COMP NEWS – A popular bourbon maker recently handed out free whiskey and $4-and-hour pay raises to its staff.

The problem – a judge just ruled that the pay bumps were explicitly timed to illegally undermine an upcoming unionization vote.

Woodford Reserve undermined unionization efforts at its Kentucky distillery by awarding pay raises, relaxing its vacation policy and handing out bottles of whiskey to workers before a vote on whether to unionize, a federal judge ruled.

The sweeteners the prominent bourbon maker offered to workers were timed to influence the outcome of the unionization vote, Andrew S. Gollin, an administrative law judge with the National Labor Relations Board, wrote in his decision Monday.

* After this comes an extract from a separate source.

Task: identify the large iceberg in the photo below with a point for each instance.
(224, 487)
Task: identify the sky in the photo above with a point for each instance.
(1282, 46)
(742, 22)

The 2022 unionization effort failed, but Gollin set aside the election results and said Woodford Reserve and its parent company should recognize and bargain with a local Teamsters union. Woodford Reserve is part of spirits giant Brown-Forman Corp., based in Louisville, Kentucky.

“Overall, the timing and circumstances surrounding these actions are more than sufficient to infer unlawful motivation,” Gollin wrote in his decision.

Woodford Reserve said that its generous actions were undertaken to improve employee retention. The judge disagreed, claiming that pay raises and whiskey handouts were a direct attempt to influence an impending union vote.

The company said it took each of the actions in question for legitimate business reasons that were unrelated to the union campaign. But the judge disagreed, saying the company engaged in unfair labor practices in violation of the National Labor Relations Act. The company failed to prove that the pay raise, relaxed vacation policy and whiskey giveaway would have occurred in the absence of the union campaign, he said.

Brown-Forman said it is reviewing the ruling and determining its next steps. The judge’s order can be appealed to the NLRB. The decision also was significant because it was the second administrative law judge bargaining order since the NLRB set a new framework for union elections last year, said Kayla Blado, a spokeswoman for the board.